Like many local police departments, Germain said following a major incident like the one that occurred last week, his department will look to see what lessons learned can be applied to further protect Barnegat students.

“We look to identify things we can apply,” he said, “whether it’s additional steps, solutions or equipment.”

Karen Wood, Barnegat superintendent, said the schools and the police department have a long history of collaboration.

“The police department regularly assesses our security practices,” she said, noting the school administration not only conducts regular drills, but also reviews security protocols to see if there is room for improvement. “The district recognizes that security is paramount and we can always improve on our practices. The police department does regular walk-through visits and patrols schools all the time – not just in times of heightened security.”

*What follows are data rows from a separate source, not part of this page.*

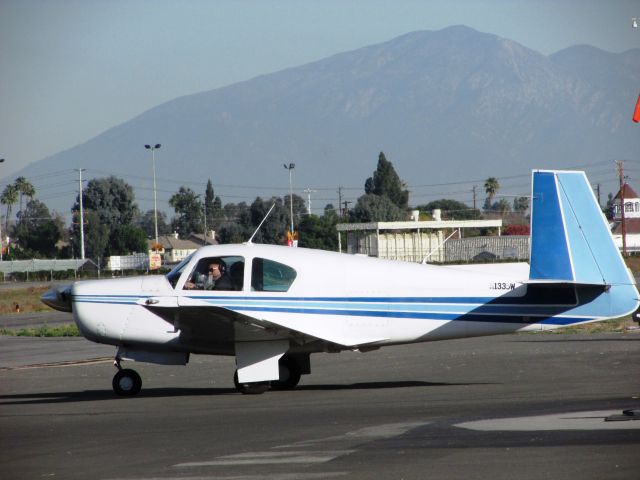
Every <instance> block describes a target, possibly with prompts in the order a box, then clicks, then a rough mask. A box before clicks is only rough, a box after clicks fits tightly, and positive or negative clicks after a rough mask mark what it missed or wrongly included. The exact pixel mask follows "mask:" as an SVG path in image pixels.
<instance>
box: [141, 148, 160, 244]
mask: <svg viewBox="0 0 640 480" xmlns="http://www.w3.org/2000/svg"><path fill="white" fill-rule="evenodd" d="M161 146H162V145H160V144H159V143H156V144H155V145H145V146H144V148H146V149H147V150H151V168H152V170H153V224H154V226H155V233H156V244H155V246H156V247H157V245H158V199H157V195H156V150H158V149H159V148H160V147H161Z"/></svg>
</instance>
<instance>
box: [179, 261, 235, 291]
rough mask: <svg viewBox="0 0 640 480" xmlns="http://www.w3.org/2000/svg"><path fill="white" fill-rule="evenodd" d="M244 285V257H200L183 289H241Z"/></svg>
mask: <svg viewBox="0 0 640 480" xmlns="http://www.w3.org/2000/svg"><path fill="white" fill-rule="evenodd" d="M243 286H244V257H239V256H230V255H227V256H218V257H205V258H202V259H200V261H199V262H198V263H197V265H196V266H195V268H194V269H193V271H192V272H191V274H190V275H189V278H188V280H187V281H186V282H185V284H184V287H183V288H184V289H185V290H227V291H229V290H242V289H243Z"/></svg>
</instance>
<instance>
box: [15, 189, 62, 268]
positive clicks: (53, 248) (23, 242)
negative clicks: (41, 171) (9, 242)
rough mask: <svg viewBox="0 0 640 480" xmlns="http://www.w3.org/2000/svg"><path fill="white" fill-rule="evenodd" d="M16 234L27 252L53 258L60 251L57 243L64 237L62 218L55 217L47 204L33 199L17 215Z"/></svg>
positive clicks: (24, 251) (15, 232)
mask: <svg viewBox="0 0 640 480" xmlns="http://www.w3.org/2000/svg"><path fill="white" fill-rule="evenodd" d="M17 218H18V221H17V222H16V227H15V229H14V236H15V237H16V238H17V240H18V245H19V246H20V248H21V249H22V250H23V252H24V253H25V254H27V255H28V256H30V257H32V258H33V257H35V258H53V257H55V256H56V255H57V253H58V251H57V248H56V243H57V242H58V240H60V238H61V237H62V229H63V224H62V220H61V219H60V218H57V217H53V216H52V215H51V214H50V213H49V209H48V208H47V206H46V205H45V204H44V203H42V202H41V201H39V200H31V201H29V202H28V203H27V205H26V208H25V209H24V210H22V211H20V212H18V215H17Z"/></svg>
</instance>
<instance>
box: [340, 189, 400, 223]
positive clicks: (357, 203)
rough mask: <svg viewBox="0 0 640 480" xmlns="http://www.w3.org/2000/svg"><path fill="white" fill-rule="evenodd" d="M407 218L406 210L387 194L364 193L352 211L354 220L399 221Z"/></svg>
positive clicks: (395, 221)
mask: <svg viewBox="0 0 640 480" xmlns="http://www.w3.org/2000/svg"><path fill="white" fill-rule="evenodd" d="M405 218H406V213H405V210H403V209H401V208H400V207H398V206H397V205H396V204H395V203H393V202H392V201H391V199H390V198H389V197H387V196H386V195H382V196H380V195H375V194H369V195H362V196H361V197H360V198H358V201H357V202H356V206H355V207H354V209H353V210H352V211H351V212H350V220H351V221H353V222H365V223H366V222H397V221H401V220H404V219H405Z"/></svg>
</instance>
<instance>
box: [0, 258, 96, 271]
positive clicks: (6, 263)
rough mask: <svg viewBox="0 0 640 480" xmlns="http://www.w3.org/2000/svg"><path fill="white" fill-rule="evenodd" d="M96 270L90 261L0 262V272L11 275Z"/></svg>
mask: <svg viewBox="0 0 640 480" xmlns="http://www.w3.org/2000/svg"><path fill="white" fill-rule="evenodd" d="M87 268H89V269H90V270H93V269H96V270H97V266H96V264H95V263H93V261H92V260H90V259H88V258H87V259H85V260H80V259H63V260H57V259H54V260H45V259H32V260H4V261H2V262H0V272H5V273H13V272H40V271H54V272H60V271H65V270H80V269H83V270H84V269H87Z"/></svg>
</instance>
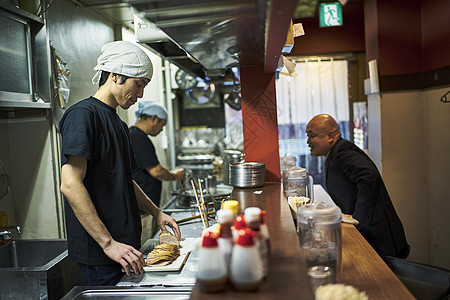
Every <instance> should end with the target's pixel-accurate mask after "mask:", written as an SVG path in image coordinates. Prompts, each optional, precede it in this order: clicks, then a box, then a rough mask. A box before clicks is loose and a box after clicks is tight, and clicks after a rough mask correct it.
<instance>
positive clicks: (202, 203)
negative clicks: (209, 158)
mask: <svg viewBox="0 0 450 300" xmlns="http://www.w3.org/2000/svg"><path fill="white" fill-rule="evenodd" d="M197 180H198V187H199V188H200V196H201V199H202V210H203V214H204V218H205V220H206V227H209V222H208V216H207V215H206V205H205V198H204V197H203V188H202V181H201V180H200V178H197Z"/></svg>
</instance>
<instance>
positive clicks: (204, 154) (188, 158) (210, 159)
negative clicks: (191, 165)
mask: <svg viewBox="0 0 450 300" xmlns="http://www.w3.org/2000/svg"><path fill="white" fill-rule="evenodd" d="M177 159H178V161H179V162H180V163H181V164H211V163H212V162H213V161H214V159H215V156H214V155H209V154H198V155H178V156H177Z"/></svg>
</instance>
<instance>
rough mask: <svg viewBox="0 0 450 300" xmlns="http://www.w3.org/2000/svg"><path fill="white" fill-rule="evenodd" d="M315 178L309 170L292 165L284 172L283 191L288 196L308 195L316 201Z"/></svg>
mask: <svg viewBox="0 0 450 300" xmlns="http://www.w3.org/2000/svg"><path fill="white" fill-rule="evenodd" d="M313 184H314V182H313V178H312V176H309V173H308V170H306V169H305V168H301V167H292V168H289V169H287V170H285V171H284V172H283V191H284V195H285V196H286V197H307V198H309V199H310V200H311V202H313V201H314V192H313Z"/></svg>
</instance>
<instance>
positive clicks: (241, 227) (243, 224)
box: [234, 215, 245, 230]
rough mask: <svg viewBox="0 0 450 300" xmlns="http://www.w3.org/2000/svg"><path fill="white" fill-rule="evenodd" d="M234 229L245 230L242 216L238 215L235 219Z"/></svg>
mask: <svg viewBox="0 0 450 300" xmlns="http://www.w3.org/2000/svg"><path fill="white" fill-rule="evenodd" d="M234 228H235V229H236V230H239V229H244V228H245V219H244V215H239V216H237V217H236V219H235V220H234Z"/></svg>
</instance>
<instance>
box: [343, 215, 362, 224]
mask: <svg viewBox="0 0 450 300" xmlns="http://www.w3.org/2000/svg"><path fill="white" fill-rule="evenodd" d="M342 222H344V223H349V224H353V225H358V224H359V221H358V220H356V219H353V216H352V215H346V214H342Z"/></svg>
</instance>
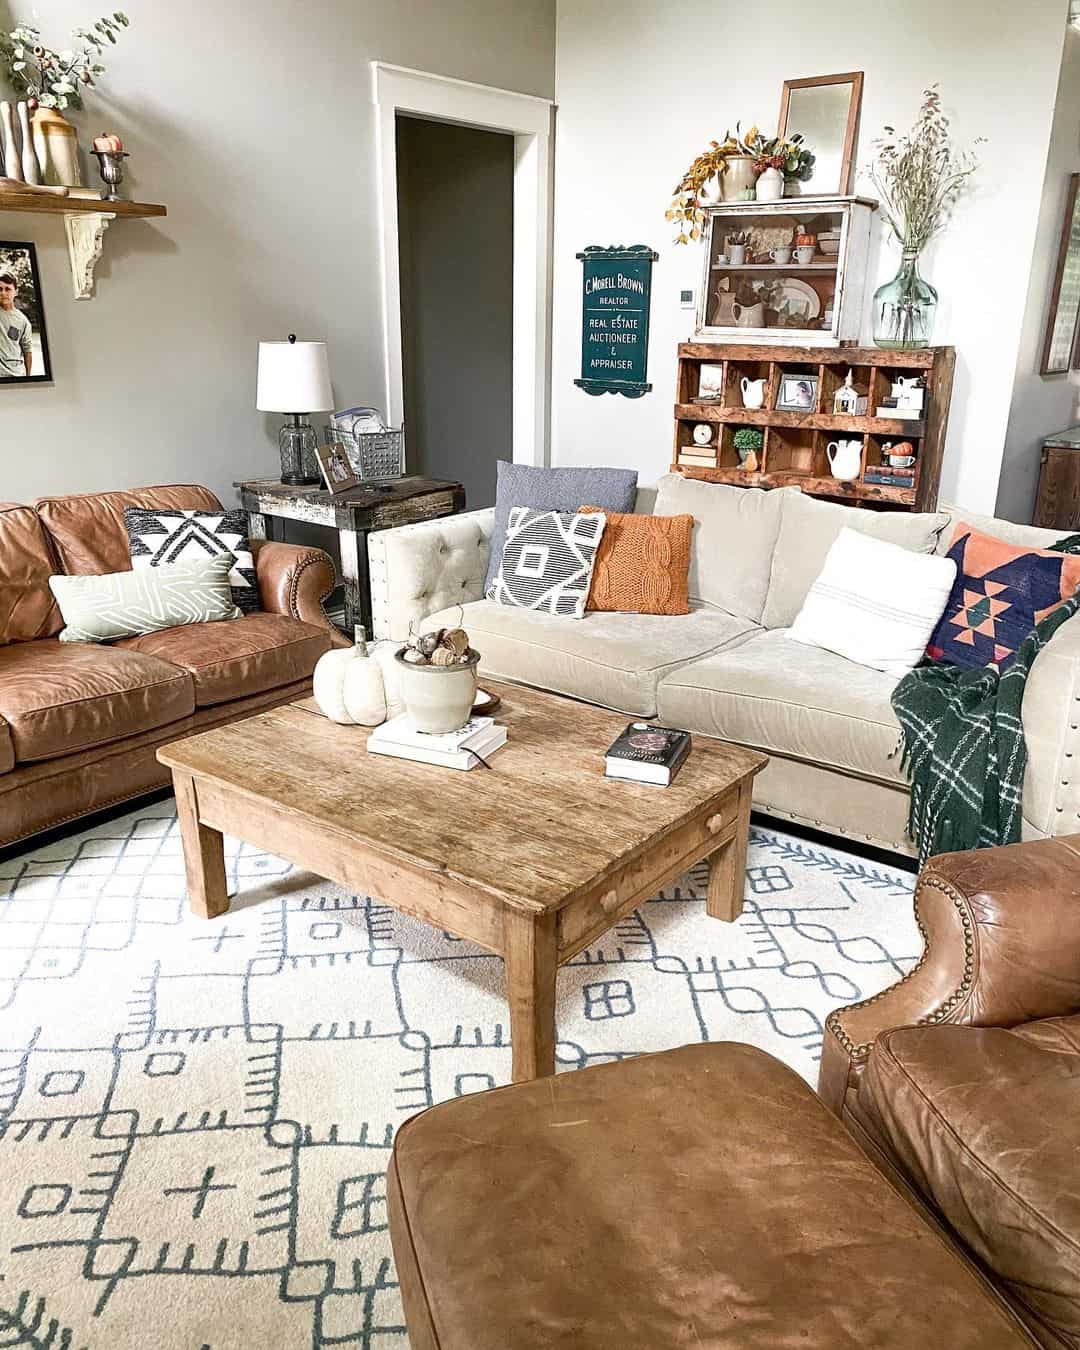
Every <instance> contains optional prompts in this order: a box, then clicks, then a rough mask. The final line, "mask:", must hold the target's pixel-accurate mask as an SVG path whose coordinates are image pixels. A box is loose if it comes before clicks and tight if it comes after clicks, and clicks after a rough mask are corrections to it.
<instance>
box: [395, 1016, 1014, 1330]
mask: <svg viewBox="0 0 1080 1350" xmlns="http://www.w3.org/2000/svg"><path fill="white" fill-rule="evenodd" d="M386 1180H387V1200H389V1207H390V1234H391V1238H393V1245H394V1258H396V1264H397V1270H398V1276H400V1278H401V1291H402V1297H404V1303H405V1314H406V1319H408V1324H409V1343H410V1345H412V1347H413V1350H436V1347H437V1350H556V1347H558V1350H586V1347H587V1350H612V1347H618V1350H706V1347H709V1350H779V1347H787V1350H794V1347H799V1350H850V1347H855V1346H863V1347H867V1350H869V1347H873V1350H911V1347H913V1346H914V1347H919V1346H927V1347H929V1346H948V1347H949V1350H961V1347H964V1350H1004V1347H1017V1350H1019V1347H1022V1346H1025V1345H1030V1342H1029V1341H1027V1338H1026V1336H1025V1335H1023V1332H1022V1330H1021V1328H1019V1324H1018V1322H1017V1320H1015V1318H1014V1316H1012V1314H1011V1312H1010V1311H1008V1309H1007V1308H1006V1307H1004V1305H1003V1304H1002V1303H1000V1301H999V1300H998V1299H996V1297H994V1295H991V1293H990V1292H988V1291H987V1289H985V1287H984V1284H983V1282H981V1280H980V1278H979V1276H977V1274H976V1273H975V1272H973V1270H972V1269H971V1266H969V1265H968V1264H967V1262H965V1261H964V1260H963V1258H961V1257H960V1255H958V1254H957V1253H956V1251H954V1250H953V1247H952V1246H950V1245H949V1243H948V1242H946V1241H945V1239H944V1238H941V1237H938V1234H937V1233H934V1231H933V1228H930V1227H929V1226H927V1224H926V1223H925V1222H923V1220H922V1218H921V1216H919V1215H918V1214H917V1212H915V1211H914V1208H913V1206H911V1204H910V1203H909V1201H907V1200H906V1199H903V1197H902V1196H900V1195H898V1192H896V1191H895V1189H894V1188H892V1185H891V1184H890V1183H888V1181H887V1180H886V1179H884V1177H883V1176H882V1173H880V1172H879V1170H877V1169H876V1168H875V1166H873V1164H872V1162H871V1161H869V1160H868V1158H867V1157H865V1154H863V1153H861V1150H860V1149H859V1146H857V1143H856V1142H855V1141H853V1139H852V1138H850V1137H849V1135H848V1133H846V1131H845V1130H844V1129H842V1126H841V1125H840V1122H838V1120H837V1119H836V1116H834V1115H832V1114H830V1112H829V1111H828V1110H826V1108H825V1106H823V1104H822V1103H821V1102H819V1100H818V1099H817V1096H815V1095H814V1092H813V1091H811V1089H810V1088H809V1087H807V1085H806V1084H805V1083H803V1081H802V1080H801V1079H799V1077H798V1076H796V1075H795V1073H794V1072H792V1071H791V1069H788V1068H787V1066H786V1065H783V1064H780V1062H779V1061H778V1060H774V1058H771V1057H769V1056H768V1054H765V1053H763V1052H761V1050H759V1049H756V1048H755V1046H751V1045H736V1044H732V1042H720V1044H715V1045H690V1046H683V1048H682V1049H678V1050H668V1052H666V1053H663V1054H641V1056H639V1057H637V1058H632V1060H626V1061H624V1062H622V1064H601V1065H595V1066H591V1068H585V1069H579V1071H576V1072H574V1073H558V1075H555V1076H553V1077H548V1079H540V1080H537V1081H533V1083H518V1084H516V1085H514V1087H509V1088H497V1089H495V1091H494V1092H477V1093H472V1095H468V1096H462V1098H458V1099H456V1100H450V1102H443V1103H441V1104H440V1106H436V1107H433V1108H432V1110H429V1111H424V1112H423V1114H421V1115H417V1116H413V1119H410V1120H408V1122H406V1123H405V1125H404V1126H402V1127H401V1129H400V1130H398V1133H397V1138H396V1139H394V1152H393V1157H391V1162H390V1169H389V1173H387V1179H386Z"/></svg>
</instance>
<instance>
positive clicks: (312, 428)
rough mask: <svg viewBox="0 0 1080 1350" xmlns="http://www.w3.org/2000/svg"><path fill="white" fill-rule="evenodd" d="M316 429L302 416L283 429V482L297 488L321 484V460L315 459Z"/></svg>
mask: <svg viewBox="0 0 1080 1350" xmlns="http://www.w3.org/2000/svg"><path fill="white" fill-rule="evenodd" d="M315 447H316V439H315V427H312V425H311V423H308V421H304V420H302V417H301V416H300V414H297V416H294V418H293V420H292V421H290V423H288V424H286V425H285V427H282V428H281V432H279V433H278V450H279V451H281V481H282V482H284V483H289V485H290V486H296V487H305V486H308V485H311V483H319V482H321V478H320V477H319V460H317V459H316V458H315Z"/></svg>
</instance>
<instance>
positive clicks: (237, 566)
mask: <svg viewBox="0 0 1080 1350" xmlns="http://www.w3.org/2000/svg"><path fill="white" fill-rule="evenodd" d="M124 524H126V525H127V536H128V540H130V543H131V566H132V568H138V567H158V566H159V564H161V563H180V562H185V563H192V562H194V560H196V559H201V558H216V556H217V555H219V553H232V555H234V558H235V559H236V562H235V563H234V566H232V571H231V572H229V575H228V583H229V586H231V587H232V599H234V603H235V605H236V607H238V609H239V610H242V612H243V613H244V614H250V613H252V610H257V609H258V607H259V587H258V583H257V580H255V559H254V558H252V556H251V545H250V543H248V539H247V513H246V512H242V510H143V509H142V508H139V506H127V508H126V509H124Z"/></svg>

The same is true on the Southern Regional campus, where a Stafford Township school resource officer (SRO) is stationed at the 11/12 building but moves through the 9/10 building and the middle school campus regularly, Vaughn said. In addition to that officer, other Stafford police officers routinely patrol the Southern Regional schools, and the county resource building on the main campus, to familiarize them with the layout, he said.

 Little Egg Harbor Police,
Pinelands Regional on Alert

Shortly after the tragic shooting rampage, the Little Egg Harbor Township Police Department released this statement on its Facebook page: “In light of the tragic events in Florida yesterday, we would like to assure the public of the Little Egg Harbor Police Department’s commitment to taking proactive measures to protect the safety of the students and staff members of our school districts. We continuously work hard with the administrations of both the Little Egg Harbor and Pinelands Regional school districts to identify and correct physical security issues. We also work with them to identify those with potentially problematic behaviors and ensure those individuals receive the services they require. We currently maintain an armed, uniformed presence in every school, and have had officers in our schools for almost two decades. Our patrol officers in addition are trained to respond to active shooters and receive familiarization of the school facilities. Our regional partners like Ocean County SWAT, the Ocean County Sheriff’s and Prosecutor’s Office, and New Jersey State Police have also received familiarization with our facilities. No amount of countermeasures can assure total security and protect against every threat, but rest assured, we believe our schools are among the safest in the Nation.”

Cheryl Stevenson, acting superintendent and executive director of curriculum and instruction at Pinelands Regional School District, released this statement of readiness: “Little Egg Harbor Police Officers (School Resource Officers) are assigned to the Junior and Senior High School and marked police vehicles are visible, plus the LEH Police Department has access to live-stream video of our schools.

“We coordinate and maintain an excellent working relationship with our local Police Department. We review our security plans in coordination with our School Resource Officers, and we have conducted drills with the input of additional law enforcement agencies. We have a signed Memorandum of Agreement with the LEH Police Department, which allows us to work together to create a safe environment in our district.

“We have a comprehensive crisis management plan and annually review our security and safety plans with staff, students, and local police authorities.

“We conduct monthly drills to include fire, lock down, shelter in place, and evacuation drills. We conducted an active shooter drill in October of 2016.

“We have 24/7 video and camera outdoor and indoor surveillance of all school buildings. All exterior doors are secured and locked during the school day, and staff are instructed to keep classroom doors closed during the school day.

“All visitors must enter the school via the front entrance. They must buzz and show ID that is monitored via an electronic screening and management system.

“All staff are required to wear ID badges. In the event of an emergency, all staff have access to the Share911 App that allows them to initiate emergency response via their cell phones.” —P.J.